Putting in the old crankshaft sensor was harder than the timing chain job, the fuel pump job, and even the clutch that I had to swap when I first got the car. On the seventh-gen Toyota Celica GT-S, you have to thread this dirty bastard of a sensor through the valley of fuck. It goes up behind the drive belt, behind the water pump, into a jagged little nook behind the AC compressor and the alternator, which is filled with sharp spiky shit all over the goddamn place, and then you end up in this little shithole where there’s no possible way to get a hold of the sensor from the other side where it’s supposed to clip in.
About five hours later I found a custom solution which involved accidentally demolishing all of the holding brackets on the sensor plug, tearing a bunch of unnecessary skin off of my knuckles, and just barely pulling the little piece of shit through the hole with an old aux cord and a rusty wire hook.
That was two weeks ago.
The car hasn’t died since.

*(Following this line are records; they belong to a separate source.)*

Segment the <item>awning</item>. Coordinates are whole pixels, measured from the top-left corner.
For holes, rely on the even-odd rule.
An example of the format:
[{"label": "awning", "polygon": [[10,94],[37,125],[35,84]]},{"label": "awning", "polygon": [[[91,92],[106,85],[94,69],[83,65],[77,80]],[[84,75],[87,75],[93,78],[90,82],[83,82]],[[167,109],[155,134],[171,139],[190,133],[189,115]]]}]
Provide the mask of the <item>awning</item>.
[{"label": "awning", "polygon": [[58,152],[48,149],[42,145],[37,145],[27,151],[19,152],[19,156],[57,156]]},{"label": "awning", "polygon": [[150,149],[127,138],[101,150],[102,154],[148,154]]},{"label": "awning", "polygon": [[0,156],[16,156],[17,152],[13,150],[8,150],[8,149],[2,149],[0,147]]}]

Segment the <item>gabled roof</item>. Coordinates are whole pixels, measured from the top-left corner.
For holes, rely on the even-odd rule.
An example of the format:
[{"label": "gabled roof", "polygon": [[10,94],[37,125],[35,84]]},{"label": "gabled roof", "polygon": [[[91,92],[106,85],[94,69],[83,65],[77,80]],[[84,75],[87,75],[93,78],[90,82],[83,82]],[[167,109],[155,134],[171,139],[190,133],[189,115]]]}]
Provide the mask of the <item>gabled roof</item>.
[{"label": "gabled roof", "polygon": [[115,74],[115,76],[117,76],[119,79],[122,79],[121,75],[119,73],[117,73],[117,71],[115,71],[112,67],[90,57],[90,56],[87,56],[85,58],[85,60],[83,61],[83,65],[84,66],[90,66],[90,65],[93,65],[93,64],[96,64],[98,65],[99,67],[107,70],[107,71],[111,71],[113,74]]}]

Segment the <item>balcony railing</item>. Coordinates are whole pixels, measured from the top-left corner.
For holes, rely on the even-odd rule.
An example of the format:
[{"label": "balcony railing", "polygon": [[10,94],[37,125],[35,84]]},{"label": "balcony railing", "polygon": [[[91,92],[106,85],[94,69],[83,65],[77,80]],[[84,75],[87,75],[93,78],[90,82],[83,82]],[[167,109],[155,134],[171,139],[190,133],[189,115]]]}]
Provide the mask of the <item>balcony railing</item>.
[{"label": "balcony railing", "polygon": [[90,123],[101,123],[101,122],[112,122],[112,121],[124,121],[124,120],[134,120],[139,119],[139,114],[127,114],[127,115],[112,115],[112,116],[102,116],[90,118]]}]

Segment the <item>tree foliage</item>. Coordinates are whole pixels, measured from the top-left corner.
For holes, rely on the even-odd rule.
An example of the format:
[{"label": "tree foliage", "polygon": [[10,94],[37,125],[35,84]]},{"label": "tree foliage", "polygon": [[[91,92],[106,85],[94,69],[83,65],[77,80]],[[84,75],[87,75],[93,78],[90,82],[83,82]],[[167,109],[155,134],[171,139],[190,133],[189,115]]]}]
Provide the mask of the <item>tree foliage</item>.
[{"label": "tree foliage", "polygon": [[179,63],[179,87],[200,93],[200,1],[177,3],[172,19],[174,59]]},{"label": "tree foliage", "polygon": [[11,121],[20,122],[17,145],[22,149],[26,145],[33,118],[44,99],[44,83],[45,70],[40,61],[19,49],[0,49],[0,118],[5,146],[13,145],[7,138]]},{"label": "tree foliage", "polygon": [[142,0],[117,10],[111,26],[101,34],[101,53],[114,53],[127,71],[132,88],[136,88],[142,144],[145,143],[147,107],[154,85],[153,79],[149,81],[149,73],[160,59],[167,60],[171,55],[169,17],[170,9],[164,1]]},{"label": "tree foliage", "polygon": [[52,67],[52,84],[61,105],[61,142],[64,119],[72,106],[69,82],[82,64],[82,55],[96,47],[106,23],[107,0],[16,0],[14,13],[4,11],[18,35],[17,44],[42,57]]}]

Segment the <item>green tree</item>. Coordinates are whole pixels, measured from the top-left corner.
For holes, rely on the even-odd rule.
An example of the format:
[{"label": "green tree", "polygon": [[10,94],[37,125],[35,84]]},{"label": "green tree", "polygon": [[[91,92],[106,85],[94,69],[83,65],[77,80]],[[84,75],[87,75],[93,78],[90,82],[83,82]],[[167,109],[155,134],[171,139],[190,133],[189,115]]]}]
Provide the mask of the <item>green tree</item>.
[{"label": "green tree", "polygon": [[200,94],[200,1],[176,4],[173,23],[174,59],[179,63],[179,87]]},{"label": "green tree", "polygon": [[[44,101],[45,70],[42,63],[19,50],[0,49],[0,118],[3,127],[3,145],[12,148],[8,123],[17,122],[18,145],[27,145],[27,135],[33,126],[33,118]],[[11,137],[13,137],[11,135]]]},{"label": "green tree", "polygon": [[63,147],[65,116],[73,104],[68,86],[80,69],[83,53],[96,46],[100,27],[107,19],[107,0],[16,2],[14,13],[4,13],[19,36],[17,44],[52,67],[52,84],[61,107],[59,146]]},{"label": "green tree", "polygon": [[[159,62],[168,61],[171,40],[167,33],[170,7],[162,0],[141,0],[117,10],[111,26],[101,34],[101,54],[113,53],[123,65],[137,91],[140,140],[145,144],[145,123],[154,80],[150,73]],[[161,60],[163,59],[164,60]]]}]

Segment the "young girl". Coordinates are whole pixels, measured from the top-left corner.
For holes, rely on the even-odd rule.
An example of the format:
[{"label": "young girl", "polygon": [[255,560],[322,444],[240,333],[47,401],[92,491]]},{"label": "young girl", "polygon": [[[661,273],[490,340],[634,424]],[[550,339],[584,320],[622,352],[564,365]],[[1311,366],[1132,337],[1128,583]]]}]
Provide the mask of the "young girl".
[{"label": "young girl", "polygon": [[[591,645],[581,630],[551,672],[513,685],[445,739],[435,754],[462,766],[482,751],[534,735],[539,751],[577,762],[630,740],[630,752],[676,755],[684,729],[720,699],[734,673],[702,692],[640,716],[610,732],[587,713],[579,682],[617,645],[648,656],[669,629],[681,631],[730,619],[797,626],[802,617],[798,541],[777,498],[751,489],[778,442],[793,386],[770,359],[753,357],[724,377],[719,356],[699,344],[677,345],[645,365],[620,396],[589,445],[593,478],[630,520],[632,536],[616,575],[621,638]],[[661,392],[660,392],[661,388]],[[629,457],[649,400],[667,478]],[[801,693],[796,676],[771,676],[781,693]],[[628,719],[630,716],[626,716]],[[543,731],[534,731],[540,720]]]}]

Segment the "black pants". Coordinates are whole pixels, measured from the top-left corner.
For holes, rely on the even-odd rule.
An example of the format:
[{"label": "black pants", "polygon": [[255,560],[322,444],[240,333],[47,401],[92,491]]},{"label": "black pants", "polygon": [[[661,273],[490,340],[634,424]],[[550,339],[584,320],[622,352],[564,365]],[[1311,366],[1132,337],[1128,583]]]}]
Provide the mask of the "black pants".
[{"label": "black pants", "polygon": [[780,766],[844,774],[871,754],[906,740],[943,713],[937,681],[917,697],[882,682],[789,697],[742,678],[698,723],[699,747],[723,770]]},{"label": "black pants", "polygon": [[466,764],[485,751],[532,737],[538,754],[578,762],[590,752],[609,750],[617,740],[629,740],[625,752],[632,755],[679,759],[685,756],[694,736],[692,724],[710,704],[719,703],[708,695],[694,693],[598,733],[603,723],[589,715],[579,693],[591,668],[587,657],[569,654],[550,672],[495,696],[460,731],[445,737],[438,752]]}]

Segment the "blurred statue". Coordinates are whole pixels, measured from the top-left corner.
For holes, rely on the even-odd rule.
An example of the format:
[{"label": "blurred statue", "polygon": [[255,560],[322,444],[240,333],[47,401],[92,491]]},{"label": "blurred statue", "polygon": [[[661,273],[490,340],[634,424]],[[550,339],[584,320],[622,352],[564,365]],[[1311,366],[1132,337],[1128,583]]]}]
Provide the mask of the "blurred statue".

And it rips harder than ever before. I can actually hit the 7800 rpm redline. It pulls, stops, idles, and I don’t even have to do any special tricks to keep it alive.
There were two birds, not one. The pump, and the sensor.
I couldn’t believe it. After all this time, it was finally over. Like I’d just climbed to the summit of an immense mountain. When I found myself at the top, I encountered a moment of pure joy. But then I saw all the other mountains.
I started getting depressed. More and more thoughts kept snaking into my brain about the reality of my life, my job, and the trajectory of my career.
It’s as if I was using the problems of my car as a coping mechanism to deal with bigger issues. Now that I’ve fixed the car, I’m confronted with another choice. Fix what’s wrong, or find a way to live with how it is.
But the other night, after I started the car and was going to buckle my seatbelt, I blinked – and when I opened my eyes, in the dead of night, without a single disturbing engine sound to accompany it, there it was.
A check engine light. I read the code. Random Misfire.
Three.
Three birds.
And the third one’s a sneaky motherfucker.